Ruby 1.9.1 Arrives
It's been almost a year since the release of Ruby 1.9.0, the first release of the Ruby 1.9.x branch. However, at the time that it was released the core team indicated that this was strictly a development release and not intended for production. Yesterday, Yuki Sonoda officially announced the availability of Ruby (MRI) 1.9.x, which is the first production-ready release of the 1.9.x branch -- exciting news!
At this point, new language features for the 1.9.x line are effectively frozen, and this is a great time for developers to dive in and learn about the changes from 1.8.x and the new idioms in place. It's also a good time to start porting any of your Ruby libraries and projects over to 1.9, and fixing any problems caused by incompatibilities between 1.8 and 1.9.
I won't waste precious breath here to run through every change to Ruby itself or to its standard libraries; instead I'll be happy to refer you to the changelist above and the excellent coverage at the following sites:
- What's Changed in Ruby 1.9
- Installing Ruby 1.9.1 Screencast
- Excellent RubyInside Coverage and Resources
Of course this isn't quite the end of the line for 1.8.x either (1.8.8 will be released "this year"). And it will no doubt be some time before all of the familiar libraries, gems, and frameworks in the Ruby community are quite up to speed and 1.9 compatible.
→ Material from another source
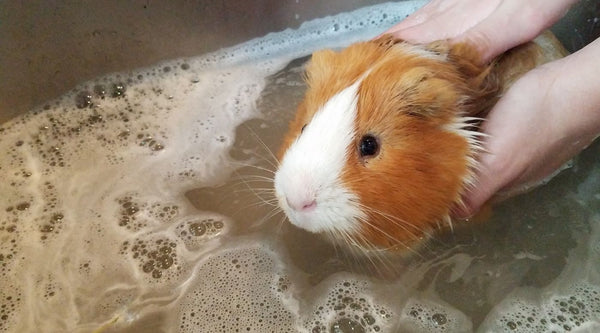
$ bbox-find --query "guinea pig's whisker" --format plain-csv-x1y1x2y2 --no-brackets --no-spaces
362,215,423,258
359,204,431,239
245,125,279,169
232,160,275,175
This is why it's especially important for OSS developers to start updating their projects as soon as possible.
I had no trouble at all installing 1.9.1 from source and running a few simple command line scripts that I'd written, but immediately had issues trying to run one of my more complex Rails projects which relies on a number of third party RubyGems. I also had issues installing Passenger, which relies on Fast Thread -- which is apparently not yet working under 1.9. Ryan Bigg has recently written about his struggles getting an edge Rails application running on the latest release in more depth.
All in all, 1.9.1 is a solid step forward for MRI, and greatly improved benchmark results and a handful of new language features make this an exciting time for the Ruby community. Visit http://www.ruby-lang.org for more information, discussion, and (of course!) downloads.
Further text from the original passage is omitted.